The only novel element of Lavrov’s speech was his accusation that the United States had pressured European governments not to attend the conference. In my assessment, however, at least some decided for their own reasons to continue their post-2014 boycott.
In any case. the Western governments had their lowest presence ever. Although NATO governments participated in the first two of these eight conferences, which began in 2012, they started boycotting them in 2014, following NATO’s suspension of most military exchanges with Russia due to Moscow’s annexation of Crimea and intervention in eastern Ukraine. Since 2014, some U.S. military personnel attended in civilian dress, but not on this occasion.
Whereas Western governments have continued to avoid the conference, the annual meetings have attracted a large number of defense officials from developing countries.
This year there were many speakers and delegates from Asian, African, South American, and Middle East nations. They were particularly in evidence in the foyer examining the models and brochures of Russian-made weaponry exhibited by various Russian defense companies.
Valery Gerasimov, Chief of Russia’s General Staff and First Deputy Defense Minister, warned that technological proliferation has empowered individual states and terrorist groups to weld unprecedented tools of violence previously only available to nation states.

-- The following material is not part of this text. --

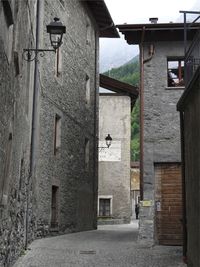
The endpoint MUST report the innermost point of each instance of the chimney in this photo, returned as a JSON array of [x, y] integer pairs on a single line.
[[153, 20]]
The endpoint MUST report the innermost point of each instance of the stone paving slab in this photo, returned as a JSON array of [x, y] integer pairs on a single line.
[[109, 246]]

Yet, Gerasimovsaw the most serious threat to global stability as allegedly aggressive U.S. policies to control global resources and transportations routes,
Washington’s employment of information technologies to depict governments the United States opposes in a bad light, its use of economic and military coercion as well as other non-kinetic means against foreign targets, and Washington’s alleged violation of international law and exempting itself from international treaties.
Gerasimov correctly noted that U.S. military doctrine has shifted from focusing on counterterrorism to concentrating on great power threats, especially from Russia. He claimed this transformation aimed to justify U.S. military spending buildup.

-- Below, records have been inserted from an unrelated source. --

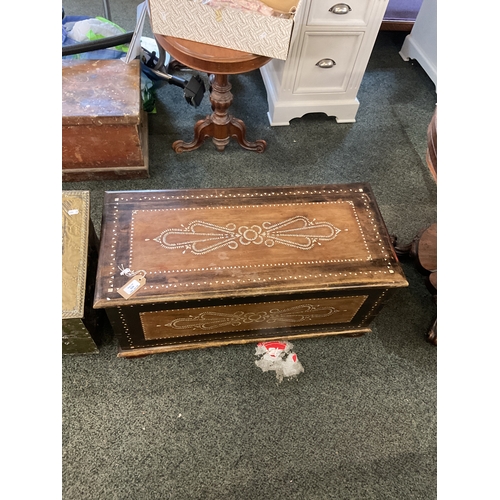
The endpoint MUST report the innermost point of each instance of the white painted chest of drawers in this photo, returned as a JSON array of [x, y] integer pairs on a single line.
[[330, 48]]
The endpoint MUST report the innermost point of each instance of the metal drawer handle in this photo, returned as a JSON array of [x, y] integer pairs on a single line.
[[326, 63], [340, 8]]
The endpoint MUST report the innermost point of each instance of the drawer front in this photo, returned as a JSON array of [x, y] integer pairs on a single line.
[[334, 13], [339, 48]]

Although Gerasimov claimed that Russia had displayed maximum military restraint in its countermeasures, and had been forced to redeploy forces to Russia’s western and southern fronts from other military regions, he warned that Russian military planners would have to proceed on the basis of worst-case planning regarding NATO’s moves.
Interestingly, Gerasimov confirmed the assessment of Western analysts that the unexpected Russian military intervention that began in September 2015 had saved a Syrian regime that would, according to Moscow’s calculations, have collapsed in only 1-2 months.
At variance with Western assessments, however, was Gerasimov’s avowal that Russian operations had strived to minimize civilian casualties and other collateral damage.
In his remarks, Sergey Naryshkin, the Director of the Foreign Intelligence Service, addressed the supposed misperceptions of Euro-Atlantic elites, who he claimed refused to recognize the reality of a multipolar world and therefore resisted it by force, generating global instability.
Naryshkin saw other Western policies, such as the push for multi-culturalism, as sparking populism and additional forms of resistance.
Naryshkin argued that Western governments no longer believed in the world order that they had created and now arbitrarily interpreted international rules.
Unless the West changed its behavior, he warned, other countries will need to build a new world order on their own based on sovereign equality right to develop in their own way.
Beyond substantive arguments, the Russian organizers refined the format of the conference as well as their messaging. This year, they expanded the practice of holding concurrent sessions, at times running a roundtable discussion along with a pair of panel discussions as well as the usual plenary sessions.
These sessions addressed such topics as:
- preventing armed conflicts and military incidents,
- strengthening military peacekeeping,
- the militarization of space,
- “hybrid” warfare and “color” revolutions,
- the destabilizing implications of missile defense, and
- comprehensively addressing terrorist threats (e.g., the spread of extremist ideologies, return of terrorist fighters, post-conflict reconstruction, refugee resettlement).
There was more focus on South American conflicts than in past conferences, which tended to focus on Ukraine and more recently the Middle East.
Another difference was that the Russian speakers did not spare President Trump from criticism, a recognition of the continuities of his policies from those of past U.S. administrations.
In terms of messaging, the Russian organizers adopted the tactic of having prominent officials lay out several tenets in the plenary sessions that other Russian speakers reiterated in the various panels and roundtables.
Still, this year’s session attracted much less attention in the media, even from Russian news agencies, than in previous years.
Unfortunately, the large number of speakers at all the panels and workshops meant that there was no opportunity for audience questions or comments.
Almost all the sessions were broadcast live and then posted on YouTube, expect for several specially sensitive foreign speakers, such as the Chinese and North Korean defense ministers, Minister of the People’s Armed Forces General No Kwang-chol (though I have audio recordings of these presentations available for those interested).